Он пригласил меня на второй этаж пить кофе в библиотеке, и едва мы сели, как из дальнего угла к нему двинулся именно такой старый или очень старый человек, и пока он, не торопясь, приближался, Исайя сказал, что не любит стариков, не любит с ними разговаривать, не любит старость, что старики и старость – недоразумение. Хрупкий долгожитель наконец подошел, чтобы осведомить Исайю, что позавчера слышал его по радио, это было очень интересно, thank you, Isaiah, получил в ответ “thank you,
Jonathan” (или Terence, или Robin), и прежде чем он развернулся, чтобы поплестись обратно, Исайя с напором, словно бы доказав свою правоту, сказал мне по-русски: “Вот видите”.
Я спросил: а в каком виде люди существуют на том свете – средних лет; юные; старики? Он ответил: а ни в каком. Это было еще до серьезного разговора о том, что у него “проблемы с Богом” и главная “трудность в том, что слово “Бог” ничего не означает” для него. Я сказал пошучивая, примирительно: ну в каком-то небось существуют. Он поднял указательный палец и произнес, хоть и не отказываясь улыбаться, однако и не давая видимого повода для сомнений, что говорит вполне серьезно: “Ни в каком. “Того света” нет. Нет никакого “там””. Но в ту минуту я предпочел ориентироваться на улыбку.
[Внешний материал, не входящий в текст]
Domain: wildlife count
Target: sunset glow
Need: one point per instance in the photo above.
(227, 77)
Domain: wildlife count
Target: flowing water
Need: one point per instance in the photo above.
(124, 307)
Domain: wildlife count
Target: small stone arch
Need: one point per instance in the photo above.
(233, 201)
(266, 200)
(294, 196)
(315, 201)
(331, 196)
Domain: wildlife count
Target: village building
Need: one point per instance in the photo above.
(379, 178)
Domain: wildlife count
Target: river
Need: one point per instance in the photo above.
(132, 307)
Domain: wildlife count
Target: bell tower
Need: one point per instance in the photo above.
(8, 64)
Каково это было знать тому, чья жизнь состояла из постоянного общения с людьми, постоянного разговора, жадности к каждому новому дню, его новостям, пристального разглядывания уличной толпы, “засматривания на их головы, их лица”; тому, кого “всегда веселили люди – когда было скучно, люди приходили, и становилось более или менее весело”, тому, кто “никогда не скучал с людьми”!
“Я просто не могу себе представить, что будет день, такой же светлый, шумный и счастливый, как этот, и – без меня”.
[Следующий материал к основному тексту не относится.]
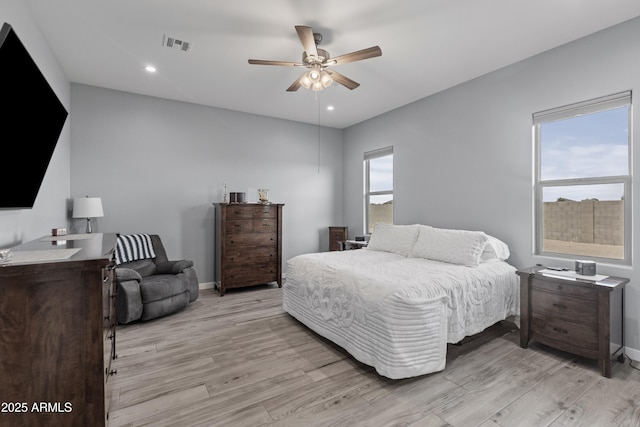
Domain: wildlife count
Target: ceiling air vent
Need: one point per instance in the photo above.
(174, 43)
Из этого не следует, что он коллекционировал людей,- из этого следует, что, наоборот, он не коллекционировал людей: какой смысл в коллекции, когда “там” не будет ничего, потому что нет самого “там”? Не коллекционировал, но конденсировал в себе – по-видимому, точно так, как конденсировал в себе свет, шум и счастье каждого нового дня. Его книга “Личные впечатления” – не биографии, не портреты, не аналитические статьи, а дважды нестойкие, дважды “мягче меди”, дважды склонные ускользнуть, исчезнуть, стереться записки: потому что действительно впечатления, отпечатки легких прикосновений, и потому что личные. Этот метод постижения людей и их судеб распространялся и на характер его научных знаний и знания вообще. Его характеристики человека, явления, отвлеченной категории были энциклопедически точны и полны, но в какую-то минуту том энциклопедии захлопывался, уступая место впечатлению, а лучше сказать, впуская его: живой эпизод, анекдот, остроту, афоризм.
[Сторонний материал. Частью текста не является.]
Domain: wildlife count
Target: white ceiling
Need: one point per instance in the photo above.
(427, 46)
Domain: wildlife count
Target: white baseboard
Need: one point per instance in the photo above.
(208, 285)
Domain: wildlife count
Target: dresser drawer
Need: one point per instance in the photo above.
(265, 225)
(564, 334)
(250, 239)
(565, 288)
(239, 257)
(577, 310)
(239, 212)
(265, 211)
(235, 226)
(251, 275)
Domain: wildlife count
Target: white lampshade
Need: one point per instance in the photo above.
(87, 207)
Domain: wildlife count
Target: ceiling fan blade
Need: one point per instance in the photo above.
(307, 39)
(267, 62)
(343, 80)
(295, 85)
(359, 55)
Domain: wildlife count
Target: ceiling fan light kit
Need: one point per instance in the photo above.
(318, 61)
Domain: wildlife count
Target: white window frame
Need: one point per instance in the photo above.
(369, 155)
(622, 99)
Однажды разговор на тему о русской эмиграции свернул на
Билибина, его одноклассника, сына известного художника. “Да, да.
Это был единственный русский мальчик в Англии, которого я знал в детстве. Потому что он был в моей школе, в том же классе.
– В той же деревеньке, в Сербитоне?
– Нет, нет, нет – когда я был в Лондоне в школе. В Saint-Paul
School, в Сент-Пол. В Сербитоне я был только год.
– А какова судьба Билибина?
– Он только что умер. Он был царедворцем у претендента на русский престол. Всю жизнь это делал. Иван Билибин. Его отец был художник. Он умер, по-моему, в прошлом году.